Katie Fitzhenry
- Born: 23 April 1989 (age 37) Coolcotts, County Wexford, Ireland
- University: Waterford IT
- Occupation(s): Women’s National WNTS and Talent Identification Manager for Irish Rugby

Rugby union career
- Position: Centre
- Current team: Blackrock College RFC

Senior career
- Years: Team / Apps / (Points)
- 2006–2011: Wexford Wanderers RFC
- 2011–present: Blackrock College RFC

Provincial / State sides
- Years: Team / Apps / (Points)
- 2010: Leinster

International career
- Years: Team / Apps / (Points)
- 2015–2021: Ireland / 14

National sevens team
- Years: Team /  / Comps
- Ireland

= Katie Fitzhenry =

Katie Fitzhenry (born 23 April 1989) is a women's rugby union player from Coolcotts in Wexford, County Wexford, Ireland. She plays as a centre for Blackrock College RFC, Leinster Rugby, the Ireland women's national rugby union team and the Ireland women's national rugby sevens team.

== Career ==
Fitzhenry started playing rugby after experiencing tag rugby at Loreto Secondary School when she was 16. She had previously played camogie and Gaelic football for Wexford GAA. After leaving school, she was one of the founding members of Wexford Wanderers RFC's women's team. She made her provincial debut for Leinster against Ulster in 2010 following a successful trial.

She played for Wexford Wanderers from 2006 to 2011 and moved to Dublin club Blackrock College in 2011 to play at a higher level.

Following this, she was signed by the Irish Rugby Football Union as a centrally contracted rugby sevens player and was one of the first players to sign up to the Irish Institute of Sport's career development course at Griffith College. While balancing training for both the rugby union and rugby sevens teams, she managed a number of juice bars and ice cream parlours. In 2015, she made her debut for the Ireland women's national rugby union team in the Women's Six Nations Championship against Italy. A week later she made her first start for Ireland, playing as a centre against France.

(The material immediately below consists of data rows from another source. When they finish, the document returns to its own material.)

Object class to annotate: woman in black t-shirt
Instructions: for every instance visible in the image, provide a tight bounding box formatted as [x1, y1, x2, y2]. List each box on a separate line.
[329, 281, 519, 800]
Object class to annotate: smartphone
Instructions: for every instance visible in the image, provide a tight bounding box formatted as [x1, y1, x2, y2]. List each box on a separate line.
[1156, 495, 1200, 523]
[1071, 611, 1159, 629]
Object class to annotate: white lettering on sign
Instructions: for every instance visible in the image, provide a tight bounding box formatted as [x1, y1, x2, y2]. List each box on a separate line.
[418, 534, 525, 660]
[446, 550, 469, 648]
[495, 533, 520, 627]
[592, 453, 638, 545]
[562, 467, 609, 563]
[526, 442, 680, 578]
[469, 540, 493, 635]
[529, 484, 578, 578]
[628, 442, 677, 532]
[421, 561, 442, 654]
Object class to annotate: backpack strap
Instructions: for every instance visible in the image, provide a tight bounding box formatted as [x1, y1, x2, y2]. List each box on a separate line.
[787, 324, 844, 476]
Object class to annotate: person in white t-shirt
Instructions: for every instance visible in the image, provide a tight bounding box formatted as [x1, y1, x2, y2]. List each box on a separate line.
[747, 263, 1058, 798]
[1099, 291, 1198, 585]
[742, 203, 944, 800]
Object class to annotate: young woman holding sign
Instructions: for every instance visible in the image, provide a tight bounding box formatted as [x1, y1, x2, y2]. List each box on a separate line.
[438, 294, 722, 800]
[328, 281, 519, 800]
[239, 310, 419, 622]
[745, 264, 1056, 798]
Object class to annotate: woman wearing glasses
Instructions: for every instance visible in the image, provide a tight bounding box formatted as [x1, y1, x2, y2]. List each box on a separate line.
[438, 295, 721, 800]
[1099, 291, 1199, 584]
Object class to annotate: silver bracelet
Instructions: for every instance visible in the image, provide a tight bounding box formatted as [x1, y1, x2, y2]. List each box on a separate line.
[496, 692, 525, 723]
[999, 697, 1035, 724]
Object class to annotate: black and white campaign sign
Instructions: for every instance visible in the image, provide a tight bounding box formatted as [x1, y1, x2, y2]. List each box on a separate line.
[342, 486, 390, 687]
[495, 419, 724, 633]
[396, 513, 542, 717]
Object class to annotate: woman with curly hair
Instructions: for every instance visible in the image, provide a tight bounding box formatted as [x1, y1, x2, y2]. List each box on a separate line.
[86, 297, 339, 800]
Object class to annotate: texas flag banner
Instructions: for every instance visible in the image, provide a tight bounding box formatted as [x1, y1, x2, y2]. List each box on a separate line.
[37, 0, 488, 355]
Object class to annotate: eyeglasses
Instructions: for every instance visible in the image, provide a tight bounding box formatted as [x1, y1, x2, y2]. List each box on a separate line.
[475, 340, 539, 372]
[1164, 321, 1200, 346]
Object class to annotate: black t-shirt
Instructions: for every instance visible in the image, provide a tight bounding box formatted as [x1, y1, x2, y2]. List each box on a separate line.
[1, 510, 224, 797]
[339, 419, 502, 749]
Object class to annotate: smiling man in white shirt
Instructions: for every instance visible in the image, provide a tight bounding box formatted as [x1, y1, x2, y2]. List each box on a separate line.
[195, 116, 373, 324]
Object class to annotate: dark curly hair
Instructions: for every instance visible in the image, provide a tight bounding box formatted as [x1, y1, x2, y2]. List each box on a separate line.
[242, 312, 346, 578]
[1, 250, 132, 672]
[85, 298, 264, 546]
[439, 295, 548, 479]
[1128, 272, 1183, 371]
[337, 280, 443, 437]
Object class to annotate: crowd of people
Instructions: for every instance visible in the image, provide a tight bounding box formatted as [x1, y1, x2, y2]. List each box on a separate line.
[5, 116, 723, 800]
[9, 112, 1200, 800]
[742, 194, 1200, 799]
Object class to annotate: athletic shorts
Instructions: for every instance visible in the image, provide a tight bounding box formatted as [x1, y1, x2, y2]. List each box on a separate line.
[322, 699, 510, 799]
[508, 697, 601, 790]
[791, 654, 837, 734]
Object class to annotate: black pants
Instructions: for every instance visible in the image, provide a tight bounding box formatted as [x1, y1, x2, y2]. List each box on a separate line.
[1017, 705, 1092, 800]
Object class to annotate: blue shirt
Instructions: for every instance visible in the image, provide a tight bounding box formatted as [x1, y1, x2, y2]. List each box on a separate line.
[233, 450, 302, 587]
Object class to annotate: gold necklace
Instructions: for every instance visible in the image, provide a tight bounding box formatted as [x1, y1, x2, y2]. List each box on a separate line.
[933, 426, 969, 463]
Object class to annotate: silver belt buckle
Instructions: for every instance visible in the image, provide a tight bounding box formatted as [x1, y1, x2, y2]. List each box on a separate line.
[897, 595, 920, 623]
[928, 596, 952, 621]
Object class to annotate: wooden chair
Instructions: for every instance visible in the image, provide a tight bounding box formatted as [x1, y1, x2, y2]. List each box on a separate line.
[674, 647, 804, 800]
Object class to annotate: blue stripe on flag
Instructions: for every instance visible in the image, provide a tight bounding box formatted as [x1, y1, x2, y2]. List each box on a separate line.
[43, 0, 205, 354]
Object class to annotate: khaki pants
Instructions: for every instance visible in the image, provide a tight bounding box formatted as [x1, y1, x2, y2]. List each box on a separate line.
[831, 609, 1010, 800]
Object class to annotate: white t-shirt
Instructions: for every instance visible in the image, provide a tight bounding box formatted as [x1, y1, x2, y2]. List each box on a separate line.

In 2017, Fitzhenry was selected as part of Ireland's 2017 Women's Rugby World Cup squad. She played in the tournament and she scored a try in Ireland's seventh place playoff against Wales at Ravenhill Stadium in Belfast, Northern Ireland.

Fitzhenry missed a lot of the 2018-2019 season due to a cruciate ligament knee injury. She returned to the Ireland women's national rugby sevens in October 2019.

In 2020 and 2021 she was selected on Ireland's Six Nations squads. She made 14 appearances for Ireland's XV and announced her retirement from international rugby in May 2021.

Fitzhenry played camogie for Wexford underage and later played ladies gaelic football with Thomas Davis in Dublin, won an All-Ireland Junior Ladies Football title with Thomas Davis in 2014.

She studied Sport and Recreation Management in Waterford IT (2008-2011) and now works for Irish Rugby as the Women’s National WNTS and Talent Identification Manager.